The Real Housewives of Bangkok was initially an upcoming Thai reality television series. It was originally supposed to be produced by Kantana Group in partnership with NBC Universal International Studios. The Real Housewives of Bangkok was to focus on the personal and professional lives of several women living in Bangkok, Thailand.

==Overview and casting==
On 8 December 2016, it was announced that NBCUniversal International Formats had signed a deal, brokered by Linfield Ng, with production company Kantana Group to produce the first Asian installment of The Real Housewives franchise, set in Bangkok. Yvonne Pilkington, senior vice president at NBCUniversal International Formats, described the franchise as a television phenomenon that has extended across the globe, and The Real Housewives of Bangkok would serve as the first installment in the franchise to be based in Asia.
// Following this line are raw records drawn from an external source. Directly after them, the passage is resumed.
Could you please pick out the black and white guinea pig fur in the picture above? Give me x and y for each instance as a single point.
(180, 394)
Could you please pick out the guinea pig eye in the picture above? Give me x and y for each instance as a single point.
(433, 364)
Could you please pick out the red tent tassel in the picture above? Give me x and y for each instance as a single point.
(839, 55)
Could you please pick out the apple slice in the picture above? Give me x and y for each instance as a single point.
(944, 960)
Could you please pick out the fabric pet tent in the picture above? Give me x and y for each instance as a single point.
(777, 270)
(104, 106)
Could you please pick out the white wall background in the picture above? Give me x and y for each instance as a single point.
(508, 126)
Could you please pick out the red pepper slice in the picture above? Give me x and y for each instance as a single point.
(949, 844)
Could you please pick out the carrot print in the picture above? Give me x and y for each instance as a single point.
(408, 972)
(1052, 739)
Pilkington describe the series as a fascinating chance to see culturally contrasting nature of the production and the housewives. The production company has gone on to express their excitement in the partnership with NBC Universal and their willingness to create a successful series as well as describing the franchise as highly successful. The series will consist of a total thirteen episodes. The cast will be revealed in the winter of 2023 and season 1 is set to premiere in late 2023 or early 2024.

In 2023, it was revealed that the show was scrapped after several years of casting and filming issues taking place.